In many cases, data migration can be a slow and costly operation that may require two systems side by side for the duration of the migration. I participated in several data migrations that took several days or even weeks. When facing a massive data migration, it's worth it to invest the time and test the migration itself on a small (but representative) subset of your data and then verify that the newly migrated data is valid and the system can work with it.

Testing Missing Data

Missing data is an interesting problem. Sometimes missing data will violate your data integrity (e.g. a song whose user is missing), and sometimes it's just missing (e.g. someone removes a user and all their songs).

If the missing data causes a data integrity problem then you'll detect it in your data integrity tests. However, if some data is just missing then there is no easy way to detect it. If the data never made it into persistent storage then maybe there is a trace in the logs or other temporary stores.

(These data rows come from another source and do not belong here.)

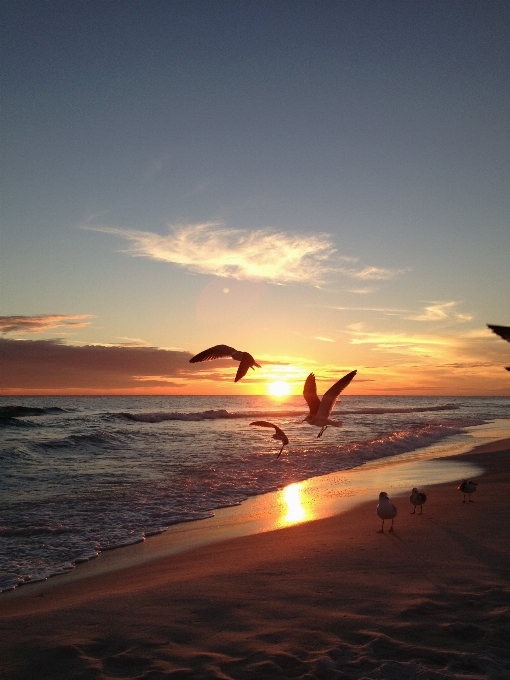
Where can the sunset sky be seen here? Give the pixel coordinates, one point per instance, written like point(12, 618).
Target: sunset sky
point(323, 184)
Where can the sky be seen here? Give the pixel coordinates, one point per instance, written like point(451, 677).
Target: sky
point(324, 184)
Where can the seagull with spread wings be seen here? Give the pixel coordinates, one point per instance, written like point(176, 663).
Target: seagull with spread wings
point(279, 434)
point(222, 351)
point(320, 409)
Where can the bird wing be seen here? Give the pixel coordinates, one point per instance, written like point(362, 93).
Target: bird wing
point(216, 352)
point(310, 394)
point(502, 331)
point(246, 362)
point(329, 399)
point(263, 423)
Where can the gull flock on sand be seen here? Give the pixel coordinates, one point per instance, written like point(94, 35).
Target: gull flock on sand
point(319, 416)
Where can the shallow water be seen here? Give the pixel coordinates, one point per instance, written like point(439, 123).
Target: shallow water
point(82, 475)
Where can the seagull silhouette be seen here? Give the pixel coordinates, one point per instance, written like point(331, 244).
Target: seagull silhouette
point(467, 487)
point(417, 498)
point(503, 332)
point(221, 351)
point(279, 434)
point(320, 410)
point(386, 510)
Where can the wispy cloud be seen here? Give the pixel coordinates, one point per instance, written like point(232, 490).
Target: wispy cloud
point(374, 273)
point(433, 312)
point(383, 310)
point(211, 248)
point(403, 343)
point(42, 322)
point(260, 255)
point(440, 311)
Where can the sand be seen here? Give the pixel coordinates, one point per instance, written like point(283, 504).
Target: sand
point(330, 598)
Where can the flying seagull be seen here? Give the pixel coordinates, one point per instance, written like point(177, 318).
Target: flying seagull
point(279, 434)
point(386, 510)
point(417, 498)
point(467, 487)
point(503, 332)
point(222, 351)
point(320, 410)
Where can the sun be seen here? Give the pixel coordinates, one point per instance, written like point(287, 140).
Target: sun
point(279, 388)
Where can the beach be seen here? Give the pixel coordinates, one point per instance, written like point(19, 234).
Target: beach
point(329, 598)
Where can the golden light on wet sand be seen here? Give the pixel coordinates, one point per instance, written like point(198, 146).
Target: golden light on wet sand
point(296, 512)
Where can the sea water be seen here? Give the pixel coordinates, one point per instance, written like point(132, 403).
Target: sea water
point(80, 475)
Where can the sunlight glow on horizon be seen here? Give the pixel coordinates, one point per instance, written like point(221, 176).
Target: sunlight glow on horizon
point(279, 389)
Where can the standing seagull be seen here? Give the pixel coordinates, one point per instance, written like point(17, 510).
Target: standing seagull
point(386, 510)
point(417, 498)
point(221, 351)
point(503, 332)
point(279, 434)
point(320, 410)
point(467, 487)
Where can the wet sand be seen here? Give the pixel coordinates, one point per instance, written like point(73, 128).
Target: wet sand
point(329, 598)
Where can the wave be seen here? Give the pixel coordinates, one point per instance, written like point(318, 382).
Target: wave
point(106, 439)
point(16, 411)
point(33, 530)
point(219, 414)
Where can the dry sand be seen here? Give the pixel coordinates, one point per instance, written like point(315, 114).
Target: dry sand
point(325, 599)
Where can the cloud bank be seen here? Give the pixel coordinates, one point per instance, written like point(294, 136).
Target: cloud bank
point(42, 322)
point(53, 365)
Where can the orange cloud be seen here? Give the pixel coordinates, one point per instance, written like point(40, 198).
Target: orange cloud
point(42, 322)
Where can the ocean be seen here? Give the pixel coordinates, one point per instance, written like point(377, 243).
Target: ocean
point(81, 475)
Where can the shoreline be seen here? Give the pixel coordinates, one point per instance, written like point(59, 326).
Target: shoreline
point(313, 499)
point(328, 598)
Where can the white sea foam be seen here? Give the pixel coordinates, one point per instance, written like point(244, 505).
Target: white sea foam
point(81, 475)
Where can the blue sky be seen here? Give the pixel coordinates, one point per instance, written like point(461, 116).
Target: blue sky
point(323, 184)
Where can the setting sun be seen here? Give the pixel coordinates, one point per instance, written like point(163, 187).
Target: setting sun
point(279, 389)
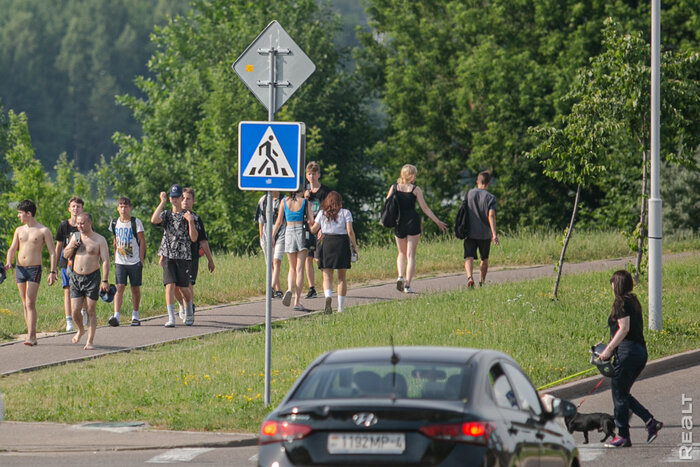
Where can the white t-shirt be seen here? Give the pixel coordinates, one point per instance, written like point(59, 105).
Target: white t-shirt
point(337, 227)
point(127, 248)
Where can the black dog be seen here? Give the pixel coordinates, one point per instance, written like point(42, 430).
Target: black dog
point(591, 421)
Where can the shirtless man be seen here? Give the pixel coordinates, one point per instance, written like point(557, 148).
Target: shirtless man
point(63, 233)
point(85, 285)
point(30, 239)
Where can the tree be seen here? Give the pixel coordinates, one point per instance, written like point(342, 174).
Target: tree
point(609, 120)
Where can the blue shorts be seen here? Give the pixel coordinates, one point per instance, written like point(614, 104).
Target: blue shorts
point(130, 271)
point(27, 274)
point(65, 280)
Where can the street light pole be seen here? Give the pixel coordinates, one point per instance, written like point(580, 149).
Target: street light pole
point(655, 230)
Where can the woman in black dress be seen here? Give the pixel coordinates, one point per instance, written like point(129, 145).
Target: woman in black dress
point(629, 348)
point(407, 232)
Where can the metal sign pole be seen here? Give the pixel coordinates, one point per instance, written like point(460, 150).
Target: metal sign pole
point(655, 231)
point(272, 57)
point(250, 67)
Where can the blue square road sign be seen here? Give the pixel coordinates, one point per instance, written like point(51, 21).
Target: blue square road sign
point(271, 155)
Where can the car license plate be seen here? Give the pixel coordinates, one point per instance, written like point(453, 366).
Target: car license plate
point(366, 443)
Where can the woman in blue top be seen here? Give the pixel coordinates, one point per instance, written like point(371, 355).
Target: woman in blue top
point(294, 210)
point(335, 223)
point(407, 232)
point(629, 348)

Depending how much of a risk missing data is, you may write some tests that deliberately remove some data from your system and verify the system behaves as expected.

Conclusion

Testing data-intensive code requires deliberate planning and an understanding of your quality requirements. You can test at several levels of abstraction, and your choices will affect how thorough and comprehensive your tests are, how many aspects of your actual data layer you test, how fast your tests run, and how easy it is to modify your tests when the data layer changes.

There is no single correct answer. You need to find your sweet spot along the spectrum from super comprehensive, slow and labor-intensive tests to fast, lightweight tests.